Антон несильно ударил его по щеке, голова Шкета качнулась в сторону.
— Я видел тачку, — сказал Антон. — Здесь, неподалеку. Серая «бэха», как и нарисовано. Так что не бреши.
— Меня там не было!
— Вообще-то, это рояли не играет. Раз ты старший, ты за все и отвечаешь!
— Я сам только сегодня узнал… Только что…
Антон нисколько не удивился бы, если бы Шкет заплакал.
— Видишь, не так просто быть вожаком! — нравоучительно сказал он. — Кто?
Шкет какое-то время молча гремел соплями. Затем быстро, захлебываясь, произнес, будто прощался с жизнью:
— Не твое дело! «Волки» своих не сдают!
Антон рассмеялся.
— И у волков шкура есть! — сказал он. — И своя шкура ближе, разве не так? Ты себя в зеркале видел?
На Шкета больно было смотреть. Морда в крови, левый глаз опух, там уже наливался темный, как слива, фингал.
— Это только у вас, у «углов», такие законы…
Антон потянулся в карман за платком, Шкет испуганно дернулся. И тут же понял, что облажался, стиснул зубы.
— «Углы» — это кто? — поинтересовался Антон, вытирая липкую Шкетову кровь с ладони.
— Да все вы… И Гарик этот твой, и остальные…
— Это вы типа дружинников, что ли? — Антон удивленно присвистнул. — С преступностью боретесь? Ну, вы совсем ох…ели, ребята!
— Нет! — проговорил Шкет гордо. — Мы против всех! Я в шестнадцать лет мента отверткой проткнул!

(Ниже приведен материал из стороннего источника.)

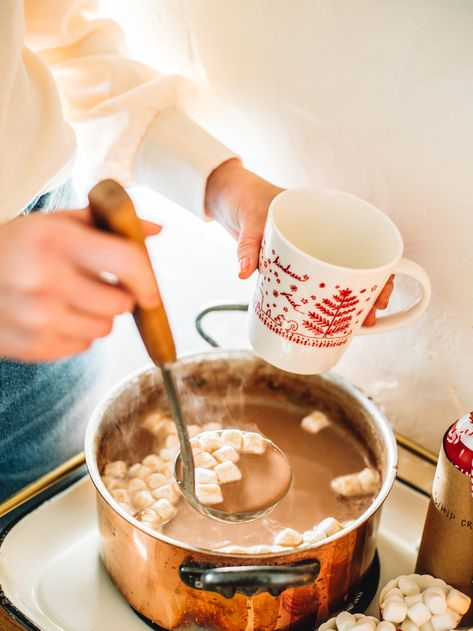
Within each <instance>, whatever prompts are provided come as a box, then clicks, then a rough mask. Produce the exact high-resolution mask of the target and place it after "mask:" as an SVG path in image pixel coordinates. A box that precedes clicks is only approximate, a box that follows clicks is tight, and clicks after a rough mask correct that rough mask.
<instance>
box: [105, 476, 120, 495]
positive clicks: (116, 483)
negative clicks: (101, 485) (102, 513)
mask: <svg viewBox="0 0 473 631" xmlns="http://www.w3.org/2000/svg"><path fill="white" fill-rule="evenodd" d="M102 482H103V483H104V484H105V488H106V489H107V490H108V491H113V490H114V489H122V488H123V484H124V482H123V480H122V479H121V478H114V477H112V476H111V475H104V476H103V477H102Z"/></svg>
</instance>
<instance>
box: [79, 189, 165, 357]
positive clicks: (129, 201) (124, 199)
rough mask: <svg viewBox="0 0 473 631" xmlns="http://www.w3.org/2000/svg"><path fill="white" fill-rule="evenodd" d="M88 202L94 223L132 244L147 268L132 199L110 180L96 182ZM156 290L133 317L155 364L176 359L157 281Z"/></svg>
mask: <svg viewBox="0 0 473 631" xmlns="http://www.w3.org/2000/svg"><path fill="white" fill-rule="evenodd" d="M89 204H90V210H91V213H92V216H93V219H94V222H95V224H96V226H97V227H98V228H100V229H101V230H104V231H106V232H111V233H113V234H116V235H119V236H122V237H126V238H127V239H130V240H131V241H133V242H134V243H136V244H137V245H138V246H139V247H140V248H142V250H143V253H144V255H145V256H146V258H147V260H148V262H149V266H150V268H151V267H152V266H151V261H150V259H149V256H148V251H147V249H146V245H145V235H144V233H143V229H142V227H141V223H140V220H139V219H138V217H137V215H136V211H135V207H134V205H133V202H132V201H131V199H130V197H129V196H128V194H127V193H126V191H125V190H124V189H123V188H122V187H121V186H120V184H118V183H117V182H115V181H114V180H103V181H102V182H99V183H98V184H97V185H96V186H94V188H93V189H92V190H91V191H90V193H89ZM153 276H154V275H153ZM156 289H157V291H158V295H159V297H160V301H159V304H158V306H157V307H154V308H153V309H143V307H139V306H137V307H136V309H135V311H134V313H133V316H134V318H135V322H136V326H137V327H138V330H139V332H140V335H141V338H142V340H143V343H144V345H145V347H146V350H147V351H148V354H149V356H150V357H151V359H152V360H153V362H154V363H155V364H157V365H158V366H162V365H163V364H167V363H172V362H174V361H175V360H176V346H175V344H174V338H173V335H172V331H171V327H170V325H169V320H168V317H167V314H166V310H165V308H164V304H163V301H162V299H161V294H160V293H159V288H158V286H157V282H156Z"/></svg>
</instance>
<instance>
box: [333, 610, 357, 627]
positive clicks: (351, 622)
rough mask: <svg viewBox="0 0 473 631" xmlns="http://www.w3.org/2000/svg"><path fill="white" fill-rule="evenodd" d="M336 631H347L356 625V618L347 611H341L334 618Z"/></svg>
mask: <svg viewBox="0 0 473 631" xmlns="http://www.w3.org/2000/svg"><path fill="white" fill-rule="evenodd" d="M335 622H336V625H337V629H338V631H348V630H349V629H351V628H352V627H354V626H355V624H356V618H355V617H354V616H352V615H351V613H349V612H348V611H342V612H340V613H339V614H338V616H337V617H336V618H335Z"/></svg>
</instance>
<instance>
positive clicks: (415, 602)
mask: <svg viewBox="0 0 473 631" xmlns="http://www.w3.org/2000/svg"><path fill="white" fill-rule="evenodd" d="M404 602H405V603H406V605H407V607H412V606H414V605H416V604H417V603H422V602H424V598H423V596H422V594H412V596H406V597H405V598H404Z"/></svg>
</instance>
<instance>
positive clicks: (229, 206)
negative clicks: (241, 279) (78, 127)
mask: <svg viewBox="0 0 473 631" xmlns="http://www.w3.org/2000/svg"><path fill="white" fill-rule="evenodd" d="M282 191H283V189H282V188H278V187H277V186H274V185H273V184H270V183H269V182H267V181H266V180H264V179H263V178H261V177H259V176H258V175H255V174H254V173H252V172H251V171H248V170H247V169H245V168H244V166H243V165H242V163H241V161H240V160H239V159H238V158H233V159H232V160H228V161H227V162H224V163H223V164H222V165H220V166H219V167H218V168H217V169H215V171H213V173H211V174H210V176H209V179H208V180H207V189H206V197H205V207H206V212H207V215H208V217H210V218H212V219H216V220H217V221H218V222H219V223H221V224H222V226H223V227H224V228H225V229H226V230H227V231H228V232H229V233H230V234H231V235H232V236H233V237H234V238H235V239H238V261H239V264H240V278H248V277H249V276H251V274H252V273H253V272H254V271H255V269H256V268H257V266H258V258H259V250H260V246H261V241H262V239H263V230H264V224H265V222H266V215H267V214H268V208H269V204H270V203H271V201H272V199H273V198H274V197H276V195H277V194H278V193H281V192H282Z"/></svg>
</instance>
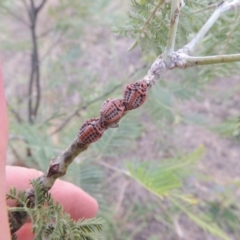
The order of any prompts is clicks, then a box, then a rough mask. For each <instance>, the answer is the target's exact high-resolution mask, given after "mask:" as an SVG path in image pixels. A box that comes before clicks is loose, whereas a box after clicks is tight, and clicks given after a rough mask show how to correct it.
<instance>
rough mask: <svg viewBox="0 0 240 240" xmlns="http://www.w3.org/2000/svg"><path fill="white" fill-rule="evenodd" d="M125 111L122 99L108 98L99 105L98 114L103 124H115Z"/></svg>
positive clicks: (120, 117)
mask: <svg viewBox="0 0 240 240" xmlns="http://www.w3.org/2000/svg"><path fill="white" fill-rule="evenodd" d="M124 111H125V106H124V104H123V100H122V99H116V98H109V99H107V100H105V101H104V102H103V104H102V106H101V110H100V115H101V121H102V122H103V123H104V125H106V126H108V125H112V124H116V123H117V122H118V121H119V120H120V119H121V117H122V116H123V114H124Z"/></svg>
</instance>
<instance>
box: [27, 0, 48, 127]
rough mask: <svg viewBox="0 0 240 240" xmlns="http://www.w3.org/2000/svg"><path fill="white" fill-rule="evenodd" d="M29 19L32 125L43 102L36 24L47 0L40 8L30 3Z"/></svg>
mask: <svg viewBox="0 0 240 240" xmlns="http://www.w3.org/2000/svg"><path fill="white" fill-rule="evenodd" d="M30 3H31V6H30V12H29V18H30V21H31V28H30V29H31V38H32V44H33V48H32V57H31V73H30V80H29V87H28V96H29V99H28V120H29V122H30V123H31V124H33V123H34V121H35V119H36V116H37V112H38V109H39V105H40V100H41V86H40V66H39V64H40V62H39V54H38V41H37V35H36V22H37V16H38V13H39V11H40V10H41V9H42V7H43V6H44V4H45V3H46V0H43V1H42V2H41V4H40V5H39V7H37V8H36V7H35V4H34V1H33V0H31V1H30ZM33 88H35V90H36V99H35V104H33Z"/></svg>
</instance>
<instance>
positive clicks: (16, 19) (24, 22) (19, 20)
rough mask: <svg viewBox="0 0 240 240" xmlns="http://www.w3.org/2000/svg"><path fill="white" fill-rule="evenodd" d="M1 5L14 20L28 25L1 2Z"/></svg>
mask: <svg viewBox="0 0 240 240" xmlns="http://www.w3.org/2000/svg"><path fill="white" fill-rule="evenodd" d="M1 7H2V8H3V9H4V10H5V11H6V12H7V13H8V14H9V15H11V16H12V17H14V18H15V19H16V20H18V21H19V22H21V23H22V24H24V25H25V26H27V27H30V26H29V24H28V23H27V22H26V21H25V20H24V19H23V18H21V17H20V16H18V15H17V14H16V13H14V12H12V11H11V10H10V9H9V8H7V7H6V6H4V5H3V4H1Z"/></svg>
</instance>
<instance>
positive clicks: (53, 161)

— Да ты просто зверь! — Антон опять рассмеялся. — А что же ты и меня с Хитрым не проткнул в таком разе? Или не пострелял?
— Не успел, — сказал Шкет хмуро.
Антон внимательно посмотрел на испачканный платок и отбросил его в сторону.
— Понятно, — сказал он. — А ты знаешь, что Гарик Речпортовский велел своим орлам принести твою голову на фарфоровом блюде?